Tribune News Service
New Delhi, July 28
The Easter Sunday bombings case in Sri Lanka is likely to be the first case for the India’s top anti-terror probe agency NIA to probe after Parliament amended an Act empowering it to investigate terror cases abroad.
Over 250 persons were killed when nine suicide bombers carried out a series of blasts in the island nation on April 21. Sources in the Ministry of Home affairs (MHA) confirmed that after Parliament giving its nod to the National Investigation Agency (Amendment) Bill on July 17 and the Ministry of Law & Justice notifying the law to this effect on July 25, the anti-terror probe agency is going to take up Sri Lanka blasts as the first case abroad for investigation.

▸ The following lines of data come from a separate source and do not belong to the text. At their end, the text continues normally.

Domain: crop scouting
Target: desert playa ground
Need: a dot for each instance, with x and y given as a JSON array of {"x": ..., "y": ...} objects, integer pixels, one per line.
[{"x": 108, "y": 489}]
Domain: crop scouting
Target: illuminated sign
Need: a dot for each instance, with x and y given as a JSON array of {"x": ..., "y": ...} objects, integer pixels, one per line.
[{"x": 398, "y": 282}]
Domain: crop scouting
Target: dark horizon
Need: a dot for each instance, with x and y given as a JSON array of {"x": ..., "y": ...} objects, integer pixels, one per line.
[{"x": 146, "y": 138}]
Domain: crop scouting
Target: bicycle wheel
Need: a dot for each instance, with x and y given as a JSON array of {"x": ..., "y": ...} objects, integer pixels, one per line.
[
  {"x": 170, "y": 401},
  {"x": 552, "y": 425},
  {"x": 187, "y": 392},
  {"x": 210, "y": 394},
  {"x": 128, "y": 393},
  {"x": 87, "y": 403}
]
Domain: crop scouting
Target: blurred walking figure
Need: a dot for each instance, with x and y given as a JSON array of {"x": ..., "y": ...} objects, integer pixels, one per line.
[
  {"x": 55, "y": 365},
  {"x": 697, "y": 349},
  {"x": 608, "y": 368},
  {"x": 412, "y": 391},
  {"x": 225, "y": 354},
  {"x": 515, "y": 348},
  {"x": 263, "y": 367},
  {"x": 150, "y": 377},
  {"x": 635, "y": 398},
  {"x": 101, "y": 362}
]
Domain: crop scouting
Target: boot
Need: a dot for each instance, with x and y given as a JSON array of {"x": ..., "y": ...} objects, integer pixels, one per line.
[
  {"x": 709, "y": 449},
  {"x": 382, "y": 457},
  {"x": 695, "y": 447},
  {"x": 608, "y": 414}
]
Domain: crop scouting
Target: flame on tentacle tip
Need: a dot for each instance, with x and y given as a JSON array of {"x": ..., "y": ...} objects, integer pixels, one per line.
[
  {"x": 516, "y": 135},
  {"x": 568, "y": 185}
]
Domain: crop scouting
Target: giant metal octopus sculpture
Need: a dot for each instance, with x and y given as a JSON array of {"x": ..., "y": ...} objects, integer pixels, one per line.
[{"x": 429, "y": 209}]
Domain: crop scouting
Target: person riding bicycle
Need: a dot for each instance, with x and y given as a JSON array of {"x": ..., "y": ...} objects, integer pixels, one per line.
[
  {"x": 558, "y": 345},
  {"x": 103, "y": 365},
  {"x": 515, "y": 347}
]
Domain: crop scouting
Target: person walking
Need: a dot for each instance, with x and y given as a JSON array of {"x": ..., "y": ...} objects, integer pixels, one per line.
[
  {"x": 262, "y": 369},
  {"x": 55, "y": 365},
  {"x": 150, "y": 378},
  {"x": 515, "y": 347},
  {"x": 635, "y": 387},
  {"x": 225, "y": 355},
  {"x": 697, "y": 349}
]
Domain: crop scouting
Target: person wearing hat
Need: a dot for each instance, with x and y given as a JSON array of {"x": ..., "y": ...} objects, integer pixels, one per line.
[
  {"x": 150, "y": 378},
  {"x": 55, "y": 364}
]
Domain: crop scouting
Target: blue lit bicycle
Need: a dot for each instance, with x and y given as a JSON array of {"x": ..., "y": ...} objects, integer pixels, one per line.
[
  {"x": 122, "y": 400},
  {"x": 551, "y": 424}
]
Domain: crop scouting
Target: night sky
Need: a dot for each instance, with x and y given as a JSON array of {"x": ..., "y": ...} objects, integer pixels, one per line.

Soon after the blasts took place, a two-member NIA team had visited Lanka in May and had deliberations with Lankan authorities about the claims that a few among the bombers having links with the Islamic State had travelled to India, including Jammu & Kashmir. But since then, the agency could not register a case in this regard on account of jurisdictional limitations.
“Now since the NIA Act has been amended, the agency can investigate the case,” a senior MHA official said, adding that the changed law has empowered the NIA to probe terror attacks targeting Indians, Indian interests abroad and having links with India.
The latest amendments will enable the NIA to additionally investigate offences related to human trafficking, counterfeit currency, manufacture or sale of prohibited arms, cyber-terrorism, and offences under the Explosive Substances Act, 1908. As per the amendments, a special court in New Delhi will preside over such cases.
Before the Easter Sunday bombings, India had alerted the island nation that IS terrorists were planning to carry out strikes there. India had been regularly sharing intelligence inputs about a possible terror attack in Sri Lanka targeting the Indian High Commission and religious places there, officials said.